One answer could be tighter international regulation: financier and philanthropist George Soros, French President Nicolas Sarkozy and Prime Minister Gordon Brown, to name but three, have all called for reform of international finance. But this is like trying to control obesity or binge-drinking by regulating global supplies of food and drink. What we need is for certain individuals to change their diet.

The origins of today’s financial crisis lie not in the mysteries of the global financial architecture but in the pay-for-performance practices of Wall Street and the City. Basically, these practices push the perverse incentives contained in all such schemes to the extreme. What marks out the financial sector is its offer of unlimited upside for inventors of clever wheezes like collateralised debt obligations (don’t ask) or mortgage-backed securities, with no downside. Not only are the fabulous bonuses paid before the toxic effects on the rest of the body are evident (and sometimes brazenly even when they are: see Stan O’Neal’s $161m and Chuck Prince’s $42m exit packages at Merrill Lynch and Citigroup respectively) – even worse, participants in the system are cynically aware that, as with Northern Rock, they can’t be allowed to go to the wall for fear of bringing down the whole structure.

The upshot is the ultimate moral hazard: as Martin Wolf has powerfully argued in the FT , the financial sector is an industry ‘that generates vast rewards for insiders and repeated crises for hundreds of millions of innocent bystanders’ who, to add insult to injury, then are obliged to pick up the pieces with their taxes. In the terser formulation of playwright Bertolt Brecht: ‘Every 10 years a great man. Who paid the bill?’

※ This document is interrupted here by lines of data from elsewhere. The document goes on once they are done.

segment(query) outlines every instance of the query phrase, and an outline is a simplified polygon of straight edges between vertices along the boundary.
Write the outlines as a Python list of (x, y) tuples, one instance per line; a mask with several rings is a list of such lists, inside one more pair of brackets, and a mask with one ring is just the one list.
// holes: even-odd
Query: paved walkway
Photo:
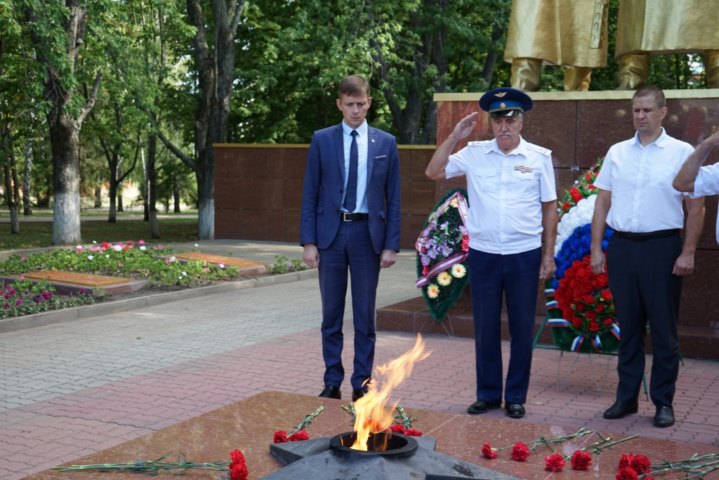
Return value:
[[(203, 252), (265, 263), (275, 255), (301, 256), (298, 246), (284, 243), (198, 243)], [(417, 296), (414, 262), (403, 252), (383, 271), (378, 307)], [(319, 318), (317, 281), (308, 278), (1, 333), (0, 478), (20, 479), (261, 391), (317, 394)], [(345, 331), (349, 365), (352, 335)], [(415, 340), (380, 332), (376, 364), (409, 350)], [(432, 353), (396, 391), (400, 404), (464, 412), (475, 399), (473, 341), (425, 340)], [(651, 357), (647, 371), (650, 366)], [(684, 359), (677, 423), (667, 429), (651, 426), (654, 409), (644, 399), (638, 415), (602, 417), (613, 399), (615, 366), (612, 356), (535, 350), (528, 415), (518, 421), (719, 447), (719, 363)], [(348, 399), (348, 382), (342, 389)], [(503, 417), (502, 410), (486, 415)], [(421, 418), (416, 427), (421, 430)]]

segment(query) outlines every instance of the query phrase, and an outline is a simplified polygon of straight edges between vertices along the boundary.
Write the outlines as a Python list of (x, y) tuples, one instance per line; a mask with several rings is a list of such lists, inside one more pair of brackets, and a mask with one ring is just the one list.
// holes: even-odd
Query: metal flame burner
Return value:
[[(388, 438), (387, 437), (388, 435)], [(373, 438), (373, 437), (375, 437)], [(429, 437), (389, 432), (373, 434), (367, 451), (353, 450), (354, 432), (332, 438), (270, 445), (270, 453), (286, 466), (266, 480), (518, 480), (515, 477), (434, 451)], [(388, 440), (386, 450), (377, 445)]]
[(352, 448), (357, 439), (356, 432), (340, 433), (332, 437), (329, 446), (340, 454), (380, 455), (395, 458), (412, 456), (419, 446), (417, 440), (412, 437), (395, 435), (391, 432), (377, 432), (370, 435), (367, 441), (367, 450)]

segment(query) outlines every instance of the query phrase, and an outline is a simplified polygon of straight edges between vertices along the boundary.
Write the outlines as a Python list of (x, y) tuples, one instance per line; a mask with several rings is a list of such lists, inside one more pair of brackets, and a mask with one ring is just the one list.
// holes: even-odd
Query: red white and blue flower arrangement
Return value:
[[(602, 160), (577, 179), (559, 201), (561, 214), (554, 247), (555, 278), (547, 282), (548, 323), (559, 348), (581, 353), (611, 353), (619, 348), (619, 324), (607, 273), (590, 266), (592, 217), (598, 189), (594, 181)], [(607, 228), (605, 251), (613, 233)]]
[(437, 320), (444, 318), (469, 281), (470, 235), (464, 226), (468, 211), (467, 192), (449, 191), (430, 214), (415, 245), (418, 277), (415, 284)]

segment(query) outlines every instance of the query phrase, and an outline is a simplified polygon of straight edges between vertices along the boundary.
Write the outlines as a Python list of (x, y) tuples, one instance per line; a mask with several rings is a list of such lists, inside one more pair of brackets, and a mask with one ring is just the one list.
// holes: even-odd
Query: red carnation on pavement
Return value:
[(572, 456), (572, 468), (574, 470), (589, 470), (592, 464), (592, 456), (587, 452), (577, 450)]
[(303, 440), (309, 439), (309, 435), (308, 435), (307, 432), (304, 430), (298, 430), (287, 438), (287, 440), (288, 442), (299, 442)]
[(492, 458), (497, 458), (497, 452), (492, 450), (492, 447), (490, 446), (489, 442), (485, 443), (485, 445), (482, 447), (482, 454), (490, 460)]
[(512, 448), (512, 458), (523, 462), (529, 456), (529, 448), (521, 442), (517, 442)]
[(564, 458), (559, 453), (544, 457), (544, 466), (549, 471), (562, 471), (564, 468)]
[(639, 479), (639, 477), (637, 476), (636, 472), (634, 471), (634, 469), (631, 467), (620, 468), (619, 472), (615, 478), (617, 480), (638, 480)]
[(287, 439), (287, 432), (285, 430), (278, 430), (275, 432), (275, 443), (285, 443), (288, 442)]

We did. And it is at this point that the non-dom issue swims murkily into the picture. Of course, there are non-domi ciled, low-tax-paying UK residents of all trades, shapes and sizes – ship owners and business-school lecturers along with City traders and bankers. But be sure that most of the irritating high-pitched drone you’ve been hearing these last few weeks comes not, as you might have imagined, from the famous ‘mosquito’ device for dispelling rowdy teenagers in our town centres but, just as repellent, from high-earners in the City whingeing about the preposterous idea of having to pay tax on all their earnings.

Putting the two things together, let’s see if I’ve got them straight. To make the City safe as the world’s premier financial centre it needs to be free to pay unlimited salaries to incentivise people to devise ever more arcane, risk-bearing financial vehicles in the future, while it is the job of the authorities to pull out all the monetary stops to keep the music playing, in Chuck Prince’s infamous phrase. But not only that those whose extravagant pursuit of riches actually created the mess are now demanding partial exemption from responsibility for paying the clear-up costs, otherwise, like the Mad Hatter, they’ll move on to the next clean plate. Or am I missing something here?

Of course, we want London to continue to innovate and be a magnet for the financial sector, but for the right reasons, not the wrong ones. Maintaining a dubious status as an offshore tax haven, as the IMF named the UK last year, which is home to the largest community of non-dom tycoons in the world, figures among the latter rather than the former.

London owes it to the world, as well as the rest of the economy, to innovate in ways that improve the sustainability of the body as a whole rather than undermine it. That means embracing transparency and accountability, including, especially, the ways its big shots pay themselves. A system that generates colossal rewards for the few and crises and losses for the many is unsustainable in the long term even if it doesn’t auto-destruct in the short.

The UK’s stomach is out of control, demanding to continue consuming at the present rate even if it threatens to absorb all the other organs in the process. It needs to go on a healthy diet that will also nurture the rest of the organism. If it doesn’t, more unpleasant medicine may be needed. It could take a number of forms, but all of them will taste much nastier than paying pounds 30,000 a year to maintain their non-dom tax privileges.